CONSUMERS are being warned to be vigilant after details emerged of a new phone scam that can cost users hundreds of pounds.
It is thought that criminals are buying certain numbers, setting them as premium contacts and then hacking into phones.
Victims of this newest scam are being hit with £300 phone bills, for being connected to these numbers for up to 12 hours, for numbers beginning with either 0845 or 0843.
It is not yet clear how people are hit, as customers have been reporting these charges whether they answer, ignore or call the number back the investigation by Money Mail found.
It was only discovered after customers complained about the large bills they were receiving, saying they had not phoned these numbers.

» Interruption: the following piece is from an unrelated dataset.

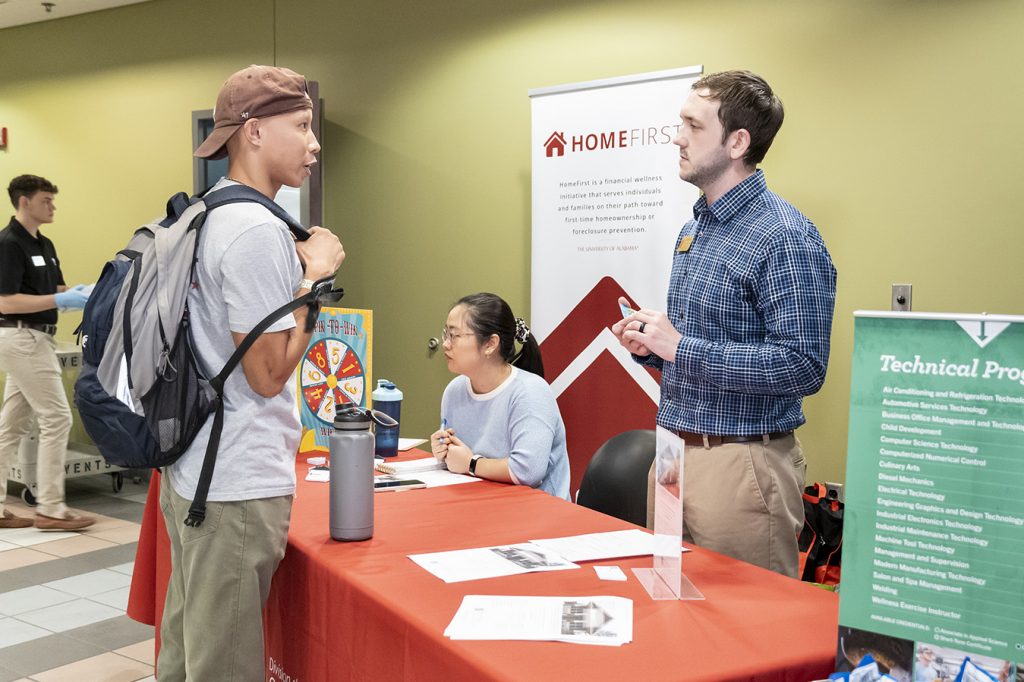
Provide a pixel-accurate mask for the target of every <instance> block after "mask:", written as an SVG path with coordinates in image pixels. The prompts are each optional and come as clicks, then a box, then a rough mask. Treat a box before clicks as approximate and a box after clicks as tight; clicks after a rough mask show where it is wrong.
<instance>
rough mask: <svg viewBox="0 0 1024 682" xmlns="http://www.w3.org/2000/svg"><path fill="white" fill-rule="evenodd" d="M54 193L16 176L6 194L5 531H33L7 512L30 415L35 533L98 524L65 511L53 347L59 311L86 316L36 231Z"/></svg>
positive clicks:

Ofcom has confirmed that this is an industry wide problem and not confined to a specific network.
Vodafone customer Ruth Dance, from Bracknell in Berkshire, was billed for £300 after being called from 0843 9800 146. Her network provider, Vodafone, insisted that Ruth must have made the phonecall, which lasted over nine hours. When Money Mail called the number, it connected to the voicemail of a firm called Money Help Marketing.

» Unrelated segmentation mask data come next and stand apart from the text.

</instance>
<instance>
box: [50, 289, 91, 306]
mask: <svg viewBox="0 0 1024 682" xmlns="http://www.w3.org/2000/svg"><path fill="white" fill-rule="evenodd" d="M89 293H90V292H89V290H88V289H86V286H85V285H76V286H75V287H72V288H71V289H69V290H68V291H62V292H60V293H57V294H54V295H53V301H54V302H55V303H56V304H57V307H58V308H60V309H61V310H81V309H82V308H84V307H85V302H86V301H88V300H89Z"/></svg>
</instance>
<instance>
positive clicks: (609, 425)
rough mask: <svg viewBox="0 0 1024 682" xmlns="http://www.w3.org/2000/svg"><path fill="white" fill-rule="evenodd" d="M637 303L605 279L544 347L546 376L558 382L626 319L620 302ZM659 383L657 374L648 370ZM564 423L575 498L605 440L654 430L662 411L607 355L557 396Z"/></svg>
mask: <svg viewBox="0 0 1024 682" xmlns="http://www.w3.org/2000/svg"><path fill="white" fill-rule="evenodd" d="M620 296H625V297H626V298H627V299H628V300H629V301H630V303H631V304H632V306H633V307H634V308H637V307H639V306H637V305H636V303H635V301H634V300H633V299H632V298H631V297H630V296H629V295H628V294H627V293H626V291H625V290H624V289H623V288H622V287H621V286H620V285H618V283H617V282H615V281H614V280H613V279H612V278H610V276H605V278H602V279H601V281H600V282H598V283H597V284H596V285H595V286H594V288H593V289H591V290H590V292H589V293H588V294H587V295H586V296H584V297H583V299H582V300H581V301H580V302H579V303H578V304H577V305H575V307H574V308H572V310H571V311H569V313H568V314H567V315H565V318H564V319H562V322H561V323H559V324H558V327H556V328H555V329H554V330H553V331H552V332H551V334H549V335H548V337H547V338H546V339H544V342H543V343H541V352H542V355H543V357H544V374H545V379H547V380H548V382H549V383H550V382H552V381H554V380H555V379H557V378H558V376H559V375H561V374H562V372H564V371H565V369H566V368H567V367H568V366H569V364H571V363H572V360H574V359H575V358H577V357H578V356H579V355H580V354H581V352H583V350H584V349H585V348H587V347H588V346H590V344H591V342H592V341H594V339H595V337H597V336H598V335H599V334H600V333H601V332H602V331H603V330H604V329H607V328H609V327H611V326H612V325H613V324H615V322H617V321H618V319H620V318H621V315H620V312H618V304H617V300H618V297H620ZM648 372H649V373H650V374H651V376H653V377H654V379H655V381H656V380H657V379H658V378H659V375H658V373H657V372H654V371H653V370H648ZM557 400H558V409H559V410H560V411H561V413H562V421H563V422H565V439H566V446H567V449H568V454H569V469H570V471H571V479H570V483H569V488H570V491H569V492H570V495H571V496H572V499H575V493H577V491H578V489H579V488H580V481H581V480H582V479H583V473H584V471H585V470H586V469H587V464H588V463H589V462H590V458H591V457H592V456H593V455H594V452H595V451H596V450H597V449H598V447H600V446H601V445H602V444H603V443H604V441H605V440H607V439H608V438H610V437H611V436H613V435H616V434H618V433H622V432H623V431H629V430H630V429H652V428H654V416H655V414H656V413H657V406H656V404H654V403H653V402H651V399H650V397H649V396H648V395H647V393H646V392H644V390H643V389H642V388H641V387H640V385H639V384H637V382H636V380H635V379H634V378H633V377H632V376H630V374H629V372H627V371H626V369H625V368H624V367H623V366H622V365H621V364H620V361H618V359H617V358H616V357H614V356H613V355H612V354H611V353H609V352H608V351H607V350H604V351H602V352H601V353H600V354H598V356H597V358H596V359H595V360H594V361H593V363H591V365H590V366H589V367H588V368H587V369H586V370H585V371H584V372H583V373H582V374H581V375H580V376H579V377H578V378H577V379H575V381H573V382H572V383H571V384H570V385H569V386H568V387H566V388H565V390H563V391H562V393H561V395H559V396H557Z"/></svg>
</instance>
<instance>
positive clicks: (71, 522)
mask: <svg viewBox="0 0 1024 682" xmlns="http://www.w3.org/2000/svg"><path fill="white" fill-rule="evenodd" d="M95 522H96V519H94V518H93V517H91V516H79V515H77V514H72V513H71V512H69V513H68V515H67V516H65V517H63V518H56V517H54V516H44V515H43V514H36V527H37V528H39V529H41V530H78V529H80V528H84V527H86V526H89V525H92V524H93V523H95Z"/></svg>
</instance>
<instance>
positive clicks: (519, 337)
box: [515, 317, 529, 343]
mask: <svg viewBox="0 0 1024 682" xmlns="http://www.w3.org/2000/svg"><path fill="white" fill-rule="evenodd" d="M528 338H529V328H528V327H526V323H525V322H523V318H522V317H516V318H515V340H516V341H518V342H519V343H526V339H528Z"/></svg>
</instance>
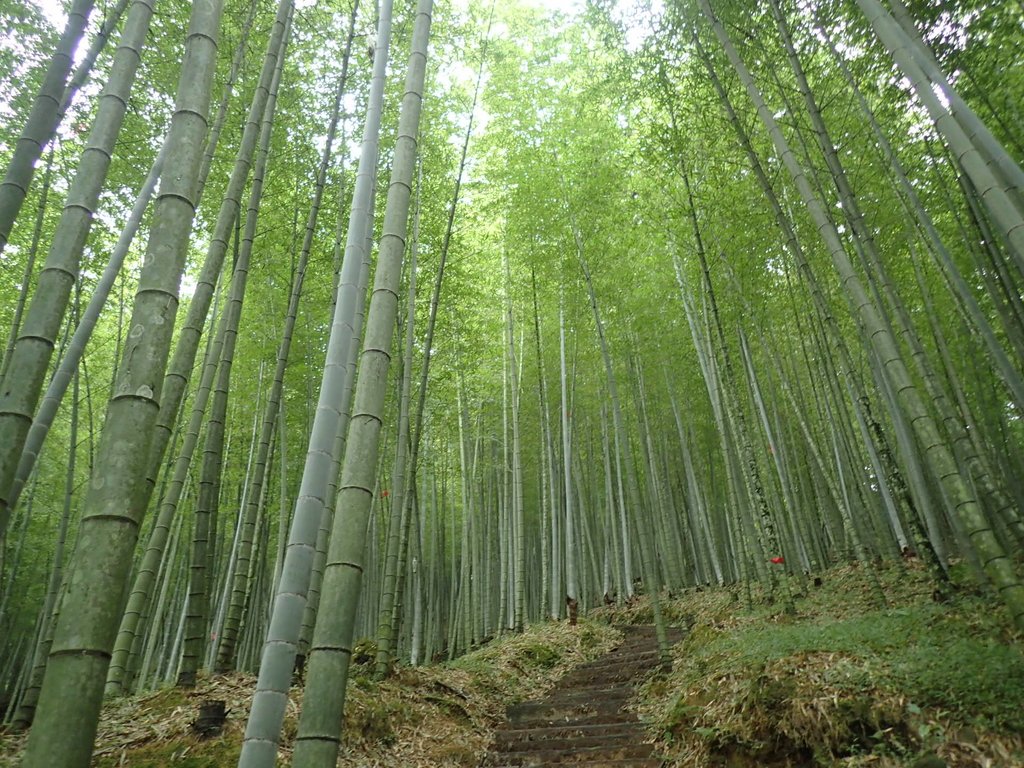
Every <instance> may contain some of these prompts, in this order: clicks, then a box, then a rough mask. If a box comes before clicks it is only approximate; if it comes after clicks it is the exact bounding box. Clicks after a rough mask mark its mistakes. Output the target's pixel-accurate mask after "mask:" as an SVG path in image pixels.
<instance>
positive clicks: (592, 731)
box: [492, 721, 645, 752]
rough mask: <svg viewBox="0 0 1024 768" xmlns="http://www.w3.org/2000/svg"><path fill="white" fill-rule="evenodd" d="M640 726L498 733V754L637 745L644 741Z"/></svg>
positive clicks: (597, 723)
mask: <svg viewBox="0 0 1024 768" xmlns="http://www.w3.org/2000/svg"><path fill="white" fill-rule="evenodd" d="M644 736H645V734H644V731H643V727H642V726H641V725H640V723H639V722H637V721H633V722H632V723H596V724H594V725H573V726H568V727H556V728H519V729H516V730H504V731H503V730H500V731H497V732H496V733H495V739H494V745H493V746H492V750H494V751H495V752H507V751H508V752H527V751H530V750H571V749H583V748H586V746H600V745H602V744H620V743H636V742H638V741H642V740H643V739H644Z"/></svg>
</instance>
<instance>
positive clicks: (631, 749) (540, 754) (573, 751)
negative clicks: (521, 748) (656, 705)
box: [483, 743, 653, 767]
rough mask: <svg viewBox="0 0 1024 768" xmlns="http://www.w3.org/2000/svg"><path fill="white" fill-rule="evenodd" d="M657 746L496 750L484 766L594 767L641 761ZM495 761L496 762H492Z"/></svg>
mask: <svg viewBox="0 0 1024 768" xmlns="http://www.w3.org/2000/svg"><path fill="white" fill-rule="evenodd" d="M652 752H653V748H652V746H651V744H648V743H630V744H609V745H603V746H588V748H584V749H567V750H536V751H523V752H498V751H495V752H492V753H490V754H489V755H488V756H487V758H485V759H484V763H483V765H484V766H490V765H494V764H496V763H497V764H500V765H509V766H523V767H526V766H542V765H586V766H591V767H592V766H593V765H594V764H597V763H600V762H602V761H609V760H637V759H646V758H650V757H651V754H652ZM492 761H494V762H492Z"/></svg>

Another customer, Diana Dentith, from Lowestoft. said that her usual monthly bill of £9 rose to £375 after she missed a call from 0845 429 0015.
Also a Vodafone customer, Diana said that she was originally told that she must have called the number for 12 hours.
The firm told ITV News it has now reimbursed ‘anyone that we know about’ and said that customers who fear they have been targeted should call the company on 191.
Vodafone also said they were working with regulator Ofcom and other mobile operators ‘to identify and close down this issue as soon as possible.’
In a statement, they said: “We have taken proactive measures to ensure none of our customers affected are out of pocket, and we have identified and blocked the numbers related to the fraud.”
Telecommunications expert Ben Levitan said: “There are people who spend their lives looking at phone companies’ systems and ways to make money from them.
“People share these secrets online and use them, but the criminals can be very hard to trace and catch.”
Ofcom said it is “very concerned” by the scam and said it is working with industry experts and mobile operators.